Leisure Bay is regarded as one of the many extensions of Port Edward including Glenmore, Munster and Palm Beach. The village can also been seen as a collective with the villages of Leisure Crest to the north and Ivy Beach to the south.

Lifestyle 
The village is a quiet one and remains unspoilt with most of it covered in subtropical vegetation due to the little development occurring in these villages between Port Edward and Margate. It is also popular with artists, and many of them live and work in the area due to the tranquil lifestyle of the village.

Tourism 
As the name implies, Leisure Bay acts very much as a holiday destination or a relaxation escape for tourists.

Leisure Bay has access to three shark-protected beaches Kidds Beach (not to be confused with Kidd's Beach in the Eastern Cape), T.O Beach and Ivy Beach which are patrolled by lifeguards during school holiday periods.

Transport 
Leisure Bay has no access to public transport and is therefore dependent on private transportation.
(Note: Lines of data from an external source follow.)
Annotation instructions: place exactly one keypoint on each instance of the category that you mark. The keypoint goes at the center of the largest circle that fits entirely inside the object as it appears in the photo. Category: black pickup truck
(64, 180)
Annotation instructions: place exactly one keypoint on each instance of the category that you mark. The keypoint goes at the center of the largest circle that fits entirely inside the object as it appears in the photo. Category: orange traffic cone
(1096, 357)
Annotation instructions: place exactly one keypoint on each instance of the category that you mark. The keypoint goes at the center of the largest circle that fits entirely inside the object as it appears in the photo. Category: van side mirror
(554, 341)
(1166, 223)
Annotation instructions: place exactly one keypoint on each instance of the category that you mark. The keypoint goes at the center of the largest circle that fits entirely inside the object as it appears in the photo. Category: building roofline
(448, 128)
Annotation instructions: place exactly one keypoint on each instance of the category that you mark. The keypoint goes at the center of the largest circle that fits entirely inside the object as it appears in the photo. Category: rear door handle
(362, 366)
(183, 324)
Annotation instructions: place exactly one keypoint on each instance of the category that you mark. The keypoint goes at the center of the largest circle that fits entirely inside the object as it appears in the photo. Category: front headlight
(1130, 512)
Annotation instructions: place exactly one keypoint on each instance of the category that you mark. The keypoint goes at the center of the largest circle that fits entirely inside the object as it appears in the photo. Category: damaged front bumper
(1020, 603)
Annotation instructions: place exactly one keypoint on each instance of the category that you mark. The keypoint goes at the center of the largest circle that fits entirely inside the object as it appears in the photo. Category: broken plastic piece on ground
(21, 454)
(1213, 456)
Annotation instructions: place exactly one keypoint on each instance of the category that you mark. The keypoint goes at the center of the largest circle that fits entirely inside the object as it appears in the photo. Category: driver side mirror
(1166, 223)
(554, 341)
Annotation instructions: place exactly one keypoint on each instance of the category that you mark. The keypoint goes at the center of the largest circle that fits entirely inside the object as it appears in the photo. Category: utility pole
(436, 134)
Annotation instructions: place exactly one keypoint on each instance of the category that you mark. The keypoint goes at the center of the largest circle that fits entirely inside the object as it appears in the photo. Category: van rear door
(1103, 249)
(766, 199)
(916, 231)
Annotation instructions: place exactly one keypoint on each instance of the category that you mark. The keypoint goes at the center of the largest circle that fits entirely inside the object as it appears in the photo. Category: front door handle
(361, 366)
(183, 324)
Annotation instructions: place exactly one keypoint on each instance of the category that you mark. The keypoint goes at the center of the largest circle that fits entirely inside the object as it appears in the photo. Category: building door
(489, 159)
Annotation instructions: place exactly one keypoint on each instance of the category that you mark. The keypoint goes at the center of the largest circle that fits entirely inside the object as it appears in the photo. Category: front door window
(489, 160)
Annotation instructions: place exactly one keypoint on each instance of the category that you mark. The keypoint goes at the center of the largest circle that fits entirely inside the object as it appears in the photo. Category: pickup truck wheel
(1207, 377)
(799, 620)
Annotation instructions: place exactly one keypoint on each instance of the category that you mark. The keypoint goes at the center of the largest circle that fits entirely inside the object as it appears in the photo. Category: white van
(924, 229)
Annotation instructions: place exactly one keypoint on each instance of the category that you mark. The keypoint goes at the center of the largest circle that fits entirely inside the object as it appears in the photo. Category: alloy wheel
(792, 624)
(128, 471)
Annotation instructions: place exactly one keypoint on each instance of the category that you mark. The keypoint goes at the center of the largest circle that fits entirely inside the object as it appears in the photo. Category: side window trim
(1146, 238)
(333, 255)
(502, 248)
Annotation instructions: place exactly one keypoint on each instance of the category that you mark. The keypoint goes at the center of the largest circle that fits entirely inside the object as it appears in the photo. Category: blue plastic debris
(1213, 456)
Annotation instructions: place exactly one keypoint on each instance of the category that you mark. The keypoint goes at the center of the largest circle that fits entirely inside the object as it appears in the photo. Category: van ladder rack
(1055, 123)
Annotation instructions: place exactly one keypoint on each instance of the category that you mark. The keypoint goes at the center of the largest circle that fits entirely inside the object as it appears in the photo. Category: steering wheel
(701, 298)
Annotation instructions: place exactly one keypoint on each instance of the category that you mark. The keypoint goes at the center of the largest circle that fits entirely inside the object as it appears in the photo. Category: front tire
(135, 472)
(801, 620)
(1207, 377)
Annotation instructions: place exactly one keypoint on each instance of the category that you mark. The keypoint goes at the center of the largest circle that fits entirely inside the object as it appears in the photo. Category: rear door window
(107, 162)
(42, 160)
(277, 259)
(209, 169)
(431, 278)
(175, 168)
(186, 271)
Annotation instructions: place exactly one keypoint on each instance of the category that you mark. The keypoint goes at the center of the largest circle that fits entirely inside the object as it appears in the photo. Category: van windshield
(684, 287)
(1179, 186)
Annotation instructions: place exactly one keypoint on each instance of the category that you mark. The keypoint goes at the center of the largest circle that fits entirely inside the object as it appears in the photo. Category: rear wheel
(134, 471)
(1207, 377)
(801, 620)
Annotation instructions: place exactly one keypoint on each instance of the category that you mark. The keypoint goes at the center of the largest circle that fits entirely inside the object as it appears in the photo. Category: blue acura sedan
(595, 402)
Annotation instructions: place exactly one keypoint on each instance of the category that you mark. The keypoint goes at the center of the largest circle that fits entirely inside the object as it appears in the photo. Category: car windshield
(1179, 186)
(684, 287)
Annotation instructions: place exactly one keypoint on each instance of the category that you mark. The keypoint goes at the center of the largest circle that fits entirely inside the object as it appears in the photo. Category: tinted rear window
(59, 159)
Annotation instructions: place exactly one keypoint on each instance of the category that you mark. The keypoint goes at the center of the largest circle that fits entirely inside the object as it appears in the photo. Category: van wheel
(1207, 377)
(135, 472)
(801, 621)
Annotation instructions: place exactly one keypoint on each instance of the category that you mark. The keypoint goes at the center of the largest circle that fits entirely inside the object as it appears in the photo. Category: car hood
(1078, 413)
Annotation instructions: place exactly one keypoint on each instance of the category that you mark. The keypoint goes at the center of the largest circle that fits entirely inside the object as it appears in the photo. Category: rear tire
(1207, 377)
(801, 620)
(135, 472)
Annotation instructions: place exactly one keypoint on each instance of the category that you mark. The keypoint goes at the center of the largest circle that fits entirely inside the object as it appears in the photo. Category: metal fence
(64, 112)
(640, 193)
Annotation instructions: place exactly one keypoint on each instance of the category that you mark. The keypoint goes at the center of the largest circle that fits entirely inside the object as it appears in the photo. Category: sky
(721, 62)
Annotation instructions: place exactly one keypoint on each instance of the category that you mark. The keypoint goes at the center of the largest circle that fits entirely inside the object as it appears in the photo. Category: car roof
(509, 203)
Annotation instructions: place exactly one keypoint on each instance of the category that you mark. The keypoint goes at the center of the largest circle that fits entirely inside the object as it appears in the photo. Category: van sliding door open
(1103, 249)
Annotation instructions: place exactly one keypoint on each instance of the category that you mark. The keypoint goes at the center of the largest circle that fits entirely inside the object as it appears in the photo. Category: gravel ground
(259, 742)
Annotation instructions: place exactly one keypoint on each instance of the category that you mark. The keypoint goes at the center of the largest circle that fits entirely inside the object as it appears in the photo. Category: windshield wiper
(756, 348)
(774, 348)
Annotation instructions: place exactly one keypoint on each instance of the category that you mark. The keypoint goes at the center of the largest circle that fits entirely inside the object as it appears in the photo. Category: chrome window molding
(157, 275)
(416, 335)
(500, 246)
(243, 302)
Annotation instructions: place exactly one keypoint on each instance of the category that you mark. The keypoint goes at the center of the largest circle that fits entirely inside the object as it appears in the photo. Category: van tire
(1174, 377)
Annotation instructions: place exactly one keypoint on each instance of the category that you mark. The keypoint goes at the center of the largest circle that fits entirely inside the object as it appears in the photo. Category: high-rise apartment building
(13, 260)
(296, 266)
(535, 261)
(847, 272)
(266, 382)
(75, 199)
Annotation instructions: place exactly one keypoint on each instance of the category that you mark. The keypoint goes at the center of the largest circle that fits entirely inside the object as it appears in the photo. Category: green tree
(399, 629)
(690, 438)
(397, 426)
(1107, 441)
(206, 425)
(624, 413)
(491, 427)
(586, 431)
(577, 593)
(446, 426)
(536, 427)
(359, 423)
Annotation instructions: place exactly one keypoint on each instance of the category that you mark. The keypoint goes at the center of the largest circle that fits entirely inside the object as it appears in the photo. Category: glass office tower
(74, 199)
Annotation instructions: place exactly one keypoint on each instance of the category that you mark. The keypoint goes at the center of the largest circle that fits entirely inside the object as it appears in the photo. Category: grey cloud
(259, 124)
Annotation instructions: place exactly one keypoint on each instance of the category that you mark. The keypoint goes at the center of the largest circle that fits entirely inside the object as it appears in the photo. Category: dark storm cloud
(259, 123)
It is accessed by the R61 which connects to Port Edward, Mbizana and Mthatha to the south and Port Shepstone, Margate and Durban (via the N2) to the north.

Leisure Bay Conservancy 
The Leisure Bay Conservancy includes the area from the Boboyi River in the south, the Thongazi River in the north, the Indian Ocean in the east and the R61 in the west and is registered with Ezemvelo KZN Wildlife and Conservation KZN since January 2012. The conservancy was formed to preserve the biodiversity in the natural environment of coastal and riverine forest, coastal bush, grasslands, help control the invasion of alien species, and promote the planting of indigenous vegetation in Leisure Bay. This successively assists in preserving wildlife in the area, including caracal, water mongoose, bushbuck, duiker, leopard and a wide range of bird and insect life.

This is one of 6 conservancies in the Port Edward/Southbroom area including part of a broader green belt that includes the Munster, Trafalgar, Mpenjati, Marina Beach and Umtamvuna conservancies.